About Us

I've been working in UK manufacturing for about a decade but coming into it with a fresh pair of eyes, it was clear in my first year or so that something rather weird was going on in the decision making which i couldn't put my finger on. 

There seemed to be an underlying obsession to cut costs but a reluctance to make more products.

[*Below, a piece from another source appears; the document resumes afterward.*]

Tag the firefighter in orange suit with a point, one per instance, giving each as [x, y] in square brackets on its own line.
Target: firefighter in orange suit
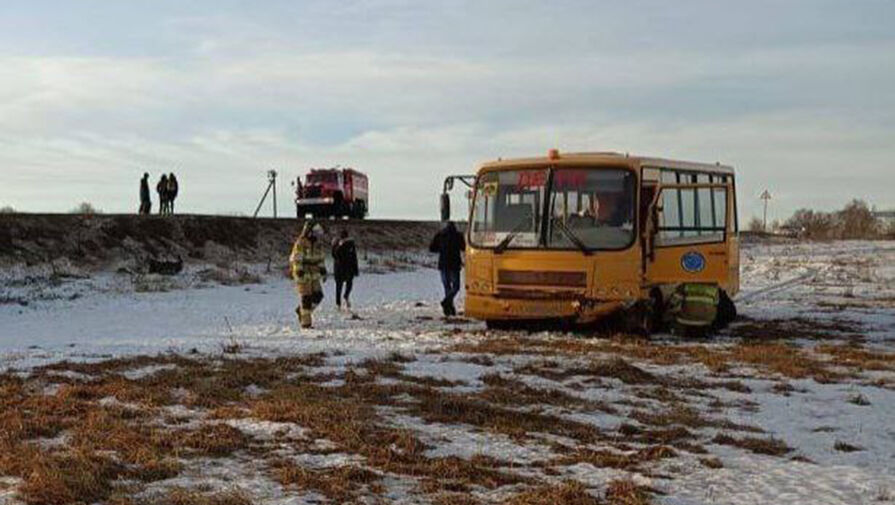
[308, 271]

I thought this was just a one-off due to early exposure in manufacturing but I couldn't have been more wrong...

95%+ of the manufacturing companies I have visited or dealt with in the UK focus on the wrong areas: spending millions optimising non-bottlenecks, trying to perfect spaghetti maps, or worst-still... about to implement OEE!

The willpower is there however - companies want to succeed but basic improvement decisions take forever and accountant spreadsheets now call the shots. 

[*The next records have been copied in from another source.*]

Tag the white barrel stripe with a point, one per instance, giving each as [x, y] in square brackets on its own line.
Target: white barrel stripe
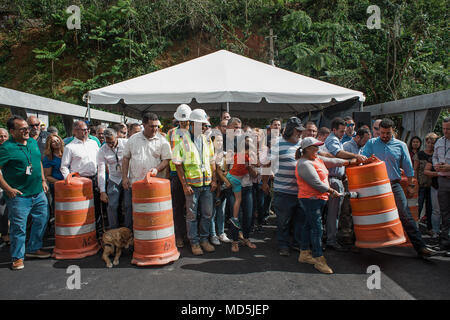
[75, 231]
[153, 234]
[373, 191]
[376, 218]
[75, 205]
[152, 206]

Technology is more sophisticated than ever, but we are failing at the basics and due to the lack of inherent focus built into Lean & Six Sigma (great tools when used well) this has just compounded chaos and confusion. 

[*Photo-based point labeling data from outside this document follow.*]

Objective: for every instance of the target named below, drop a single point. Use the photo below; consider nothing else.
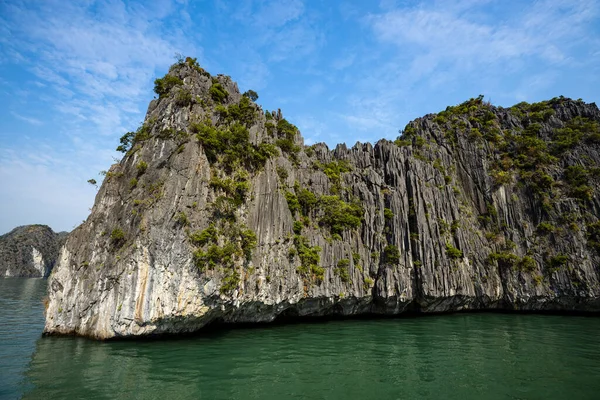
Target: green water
(463, 356)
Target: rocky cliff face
(29, 251)
(218, 212)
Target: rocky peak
(218, 212)
(29, 251)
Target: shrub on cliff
(162, 86)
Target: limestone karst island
(218, 213)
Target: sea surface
(460, 356)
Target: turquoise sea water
(461, 356)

I have built this site to help UK manufacturing better focus and hopefully become stronger mainly by helping remove obscurity on Theory of Constraints (TOC) and concise, practical applications in real-working manufacturing. 

The Mission

I believe UK Manufacturing has lost its focus and (poor) cost-accounting decisions are now strongly embedded in our culture. Compared to other countries like China or USA etc. our resources are very limited so we have to manufacture smart to keep ahead and reduce external reliance.

The mission is not yet crystal-cut but the outline is as such across the next 5-10 years: 

1. Reduce obscurity with TOC (& use with Lean & Six Sigma) by building a more modern knowlegde base via:

  • Blog posts
  • Videos
  • Training
  • Discussions

2. Help build a strong UK-focused TOC network

3. Support sustainable UK businesses to achieve breakthrough results (Viable Vision)

Given the power of TOC and global factors faced, it is clear that sustainability must be considered and this raises interesting ethical issues I want to also further align on as a group. 

Practically, if this activity enables even 1 x sustainable UK company to prevent closure and achieve radical improvements, I will consider it a success.

This mission is nothing new. Japan in the 1950s (after WW2) was renowned for poor-quality manufacturing, but with a focused mind shift change, by the 1970-80s it was, and still is, considered a manufacturing powerhouse. This shows that just a few driven people and companies can benefit a whole country for generations.